After the ASGPBL disbanded in 1954, the Daisies went on tour. One incident during that tour sticks with Horstman  today. In 1956, they ended up in Tyler, Texas thanks to their booking agent or bookie. At that time they were playing men's teams and the bookie had them scheduled for a game in the Texas town.
“It so happened to be black men,” Horstman said, but no one knew that at the time. When the team arrived in Tyler they looked around to see if they could find their advance posters but couldn't. They also couldn't find the ball field. At one point, the sheriff came along and asked if they were looking for something. He looked in the car at the white women.  

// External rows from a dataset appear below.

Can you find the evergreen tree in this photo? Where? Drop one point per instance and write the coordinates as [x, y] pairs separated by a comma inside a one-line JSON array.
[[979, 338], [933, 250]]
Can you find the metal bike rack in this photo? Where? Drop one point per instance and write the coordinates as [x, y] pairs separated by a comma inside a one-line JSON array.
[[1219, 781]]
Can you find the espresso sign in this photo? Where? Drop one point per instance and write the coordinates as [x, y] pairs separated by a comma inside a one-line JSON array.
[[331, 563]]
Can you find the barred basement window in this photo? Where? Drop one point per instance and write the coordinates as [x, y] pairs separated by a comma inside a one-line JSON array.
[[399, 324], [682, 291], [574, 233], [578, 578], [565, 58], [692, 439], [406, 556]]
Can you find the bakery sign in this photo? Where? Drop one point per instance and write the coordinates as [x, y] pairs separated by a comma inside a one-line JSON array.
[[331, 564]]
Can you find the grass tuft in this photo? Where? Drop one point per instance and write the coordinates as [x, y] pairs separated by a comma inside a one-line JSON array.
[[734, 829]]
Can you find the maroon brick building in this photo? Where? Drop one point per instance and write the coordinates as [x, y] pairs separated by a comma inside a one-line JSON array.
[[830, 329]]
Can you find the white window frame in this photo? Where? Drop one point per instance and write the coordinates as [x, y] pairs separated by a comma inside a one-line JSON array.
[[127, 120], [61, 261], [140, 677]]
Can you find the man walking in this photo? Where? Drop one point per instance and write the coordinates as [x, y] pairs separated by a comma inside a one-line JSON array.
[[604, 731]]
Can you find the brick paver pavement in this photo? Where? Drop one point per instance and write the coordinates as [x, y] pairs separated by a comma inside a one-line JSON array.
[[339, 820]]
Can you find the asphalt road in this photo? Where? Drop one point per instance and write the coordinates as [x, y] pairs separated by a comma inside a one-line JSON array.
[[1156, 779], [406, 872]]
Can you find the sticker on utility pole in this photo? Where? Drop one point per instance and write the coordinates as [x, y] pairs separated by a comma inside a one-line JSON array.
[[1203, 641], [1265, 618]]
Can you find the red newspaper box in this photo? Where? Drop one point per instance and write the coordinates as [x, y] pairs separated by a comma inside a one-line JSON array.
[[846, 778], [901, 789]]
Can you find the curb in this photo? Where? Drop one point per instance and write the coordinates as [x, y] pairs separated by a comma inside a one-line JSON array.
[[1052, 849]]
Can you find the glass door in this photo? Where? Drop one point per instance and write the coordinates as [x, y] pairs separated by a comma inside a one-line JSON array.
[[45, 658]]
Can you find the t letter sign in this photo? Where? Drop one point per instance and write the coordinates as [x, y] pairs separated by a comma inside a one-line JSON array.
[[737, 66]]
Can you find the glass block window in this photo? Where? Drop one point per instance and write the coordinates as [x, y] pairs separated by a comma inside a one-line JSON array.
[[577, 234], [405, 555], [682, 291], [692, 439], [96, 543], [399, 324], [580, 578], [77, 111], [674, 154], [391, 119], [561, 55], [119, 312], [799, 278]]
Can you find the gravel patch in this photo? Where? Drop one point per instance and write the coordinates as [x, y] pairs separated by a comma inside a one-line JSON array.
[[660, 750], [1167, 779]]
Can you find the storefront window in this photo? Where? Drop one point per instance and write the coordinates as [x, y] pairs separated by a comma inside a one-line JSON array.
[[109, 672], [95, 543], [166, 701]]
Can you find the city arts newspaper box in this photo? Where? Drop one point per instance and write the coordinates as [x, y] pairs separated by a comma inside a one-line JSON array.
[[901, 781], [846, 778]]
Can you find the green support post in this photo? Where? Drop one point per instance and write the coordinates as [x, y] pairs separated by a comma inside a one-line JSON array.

“Whatever, you're not going to play these men.”  Horstman said the manager was adamant they were going to play and asked why, and the reply, 'Because they're black men and white people don't play black people."   
Eventually however the team found the baseball field, way out in the countryside and they finally met their opposing team. The stands were full of expectant fans, but before they even got warmed up, five sheriff's cars roared up. The sheriff, a little man, Horstman said, told them, "If you play I'm going to send you across the river to Mexico." The women were stunned by the racism.
“We just couldn't believe it," Horstman said. "We'd never ran into that. I remember telling the sheriff, 'I thought we were in America.'”
She would have said more but her manager warned her she could go to jail. They didn't get to play that game.
Everywhere they played the women were treated like royalty and she said it was one of the best times of her life.
She has a collection of baseball memorabilia from her baseball years including more than a dozen game winning balls she pitched. On her death, the collection Cooperstown Baseball Hall of Fame.
Horstman is also in the movie, 'A League of Their Own.”  In the closing credits, she is playing third base in the scene.
She divides her time between California and Minster.  For many years she taught school at Minster School and was responsible for establishing the track and field program at the school. One of the reasons she got to join the Daisies at the tender age of 15, is because her superintendent said girls didn't need education and she could go as long as she had good good conduct grades.
She comes back to Minster every summer.
“I can't stay away from my hometown,” she said, adding this is where her friends are and the people she coached and the people she loves lives.